Indigo trade getting rid of the blues
The unassuming plant that grows wild in farms all over the country does not look like much, but there was a time when the indigofera tinctoria was among the most prized in the world.
Indeed, indigo—a dye derived from fermenting the leaves—was one of the Philippines’ first major export products, carried on galleons for sale to Europeans who desired the wide range of blue tones to naturally color their fabrics.
Indigo, one of the colors of the rainbow, in between blue and violet, was preferred not just for its color, but also its excellent resistance to fading or running.
The emergence of cheaper and more readily available synthetic dyes, unfortunately, practically killed the indigo trade in the Philippines, with the tradition kept alive mainly in indigenous communities that continue to use the natural dye for their weaves.
The indigo trade, however, is showing signs of new life, thanks to the efforts of the Non-Timber Forest Products Exchange Program Philippines, which started working on the Indigo Project as part of efforts to promote the use of non-timber forest products—such as indigo—to give alternative livelihood to forest dwellers such as indigenous peoples while protecting the little that remains of the country’s forests.
The Indigo Project works with indigenous populations in upland and rural communities in the Philippines and Indonesia, including members of Mangyan Alangan, Mangyan Hanunoo and Mangyan Iraya of Mindoro; Higaonon of Bukidnon, Palaw’anon and Tagbanua of Palawan, T’boli of South Cotabato, Maguindanao weavers and those of Negros.
“We need to reduce pressure on the forest,” NTFP EP executive director Ruth Canlas tells the Inquirer.
One way to help reduce the demand for timber is to show the huge profit potential of indigo.
Canlas says these forest areas and their fringes usually have a lot of wild indigo, but the people do not see their value because they are like grass, not knowing that within lies a treasure, with powdered indigo selling for a minimum of P3,000 a kilo.
The processing of indigo involves soaking the indigo leaves in water for 48 hours.
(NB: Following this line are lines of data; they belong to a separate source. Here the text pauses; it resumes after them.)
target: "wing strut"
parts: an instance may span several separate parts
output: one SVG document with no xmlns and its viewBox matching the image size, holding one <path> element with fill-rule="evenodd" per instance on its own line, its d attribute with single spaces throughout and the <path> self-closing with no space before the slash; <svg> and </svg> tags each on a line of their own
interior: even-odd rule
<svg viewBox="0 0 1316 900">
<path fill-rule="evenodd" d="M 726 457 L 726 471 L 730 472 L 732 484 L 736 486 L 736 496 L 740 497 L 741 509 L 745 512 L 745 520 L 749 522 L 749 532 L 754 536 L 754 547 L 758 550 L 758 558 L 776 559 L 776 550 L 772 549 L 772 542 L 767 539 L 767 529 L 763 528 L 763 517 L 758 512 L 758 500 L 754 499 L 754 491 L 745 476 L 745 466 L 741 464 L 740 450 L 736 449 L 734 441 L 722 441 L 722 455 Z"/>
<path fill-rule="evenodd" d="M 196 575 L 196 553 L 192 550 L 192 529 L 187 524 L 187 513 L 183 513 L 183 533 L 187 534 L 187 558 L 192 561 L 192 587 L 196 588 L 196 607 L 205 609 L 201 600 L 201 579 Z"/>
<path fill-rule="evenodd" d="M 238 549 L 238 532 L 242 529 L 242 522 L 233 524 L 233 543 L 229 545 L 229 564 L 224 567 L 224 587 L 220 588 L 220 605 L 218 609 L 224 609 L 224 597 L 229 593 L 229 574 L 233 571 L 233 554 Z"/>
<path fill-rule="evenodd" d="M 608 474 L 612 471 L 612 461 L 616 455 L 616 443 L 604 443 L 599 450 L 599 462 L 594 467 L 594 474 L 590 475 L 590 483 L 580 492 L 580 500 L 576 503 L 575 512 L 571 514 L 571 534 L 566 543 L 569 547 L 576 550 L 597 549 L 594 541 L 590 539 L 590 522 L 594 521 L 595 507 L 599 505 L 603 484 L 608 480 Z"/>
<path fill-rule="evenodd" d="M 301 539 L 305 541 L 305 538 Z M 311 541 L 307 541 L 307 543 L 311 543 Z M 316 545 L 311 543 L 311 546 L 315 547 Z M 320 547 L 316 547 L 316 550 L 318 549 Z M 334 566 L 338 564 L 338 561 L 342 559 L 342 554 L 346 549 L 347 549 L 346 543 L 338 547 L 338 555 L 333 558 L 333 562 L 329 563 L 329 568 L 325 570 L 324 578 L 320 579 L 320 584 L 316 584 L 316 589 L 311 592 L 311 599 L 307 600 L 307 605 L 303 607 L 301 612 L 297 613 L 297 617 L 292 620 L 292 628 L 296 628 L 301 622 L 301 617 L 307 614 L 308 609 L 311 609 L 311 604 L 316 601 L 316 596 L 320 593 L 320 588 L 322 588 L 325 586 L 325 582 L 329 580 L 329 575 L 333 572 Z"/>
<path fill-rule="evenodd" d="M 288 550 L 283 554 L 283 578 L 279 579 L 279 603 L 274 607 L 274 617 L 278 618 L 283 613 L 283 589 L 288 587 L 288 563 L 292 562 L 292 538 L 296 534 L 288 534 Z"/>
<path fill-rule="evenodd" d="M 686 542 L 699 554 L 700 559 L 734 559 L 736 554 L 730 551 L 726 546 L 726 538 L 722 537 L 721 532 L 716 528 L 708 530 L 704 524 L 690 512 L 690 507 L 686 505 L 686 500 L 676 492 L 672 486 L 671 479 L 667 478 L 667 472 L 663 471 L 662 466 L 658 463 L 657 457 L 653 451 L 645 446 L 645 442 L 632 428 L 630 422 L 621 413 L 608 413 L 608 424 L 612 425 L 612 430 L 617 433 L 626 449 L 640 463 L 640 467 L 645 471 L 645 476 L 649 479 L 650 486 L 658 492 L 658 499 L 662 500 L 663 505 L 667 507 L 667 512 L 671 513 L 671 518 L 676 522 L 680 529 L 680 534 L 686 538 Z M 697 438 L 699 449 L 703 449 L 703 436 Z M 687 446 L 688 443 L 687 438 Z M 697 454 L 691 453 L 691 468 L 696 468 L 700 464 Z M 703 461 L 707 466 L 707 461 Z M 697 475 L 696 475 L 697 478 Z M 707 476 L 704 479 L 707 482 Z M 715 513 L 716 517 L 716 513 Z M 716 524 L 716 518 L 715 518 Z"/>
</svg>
To “awaken” the dye, lye is added. Sediments that settle at the bottom of the container become indigo cake, which when dried becomes indigo powder. It is a simple process that has remained practically unchanged since the days of the galleon trade and does not require a lot of capital.
The yield is 10 percent, meaning for every kilo of leaves, a farmer can get 100 grams of indigo powder. The technology best-suited for indigo powder production and indigo dye application on abaca, cotton and piña was provided by the Philippine Textile Research Institute, an attached agency of the Department of Science and Technology.
Funding came from the European Union and Dutch organization Hivos, partners of NTFP-EP Philippines in the Sustainable Consumption and Production of Handwoven Textile Project where indigo is also a part of.
Canlas says that what is good about indigo is that it can be planted all over the country and even aids in boosting the fertility of the soil because it is an excellent nitrogen fixing agent. But it does prefer warm and dry areas such as Abra, where the indigenous Tingguian communities have long used it in their traditional weaves.
To help boost production, Globe Telecom lent its support to NTFP-EP with the construction of natural indigo due powdering facilities, with the first ones set up in Occidental Mindoro, Oriental Mindoro, Zamboanga, Palawan and Aklan.
The indigo is sold mainly to the CustomMade Crafts Center, which aims to produce world-class materials made of natural dye and fiber that can in turn be promoted not only locally but to the international market as well. It does this in part by bringing together tribal artisans with city-bred designers to make culture-bound crafts up to date, instead of being patronized only during formal occasions with a Filipiniana theme.
The timing is auspicious because of the growing demand for the natural blue color in the fashion world, which is turning toward fabric with cultural as well as aesthetic and environmental value.
Canlas says the group approached several companies and institutions, which all turned them down, before it found a committed partner in Globe Telecom, with which it forged a relationship starting 2012.
Fernando C. Esguerra Jr., director of Globe Corporate Social Responsibility, says the proposal came at the right time because Globe had just crafted a strategy where its corporate social responsibility must have a direct and profound impact on the communities it works with.
Esguerra says Globe is determined to help the so-called “bottom of the pyramid,” thus was looking for institutions such as NTFP-EP.
In providing sustainable livelihood and financial services to underserved communities, Globe hopes to offer viable economic opportunities and open up new possibilities for prosperity.
Through its My Fair Share Program, Globe supports social enterprises with IT tools, capacity building support and market access. Through these resources and opportunities, they are able to not just sustain their businesses, but also scale them to heights that may not have been previously possible.
The partners hope that the collaboration under the Indigo Project will bring about a renaissance so that the Philippines can reclaim its previous position as a major exporter of the versatile and noble indigo.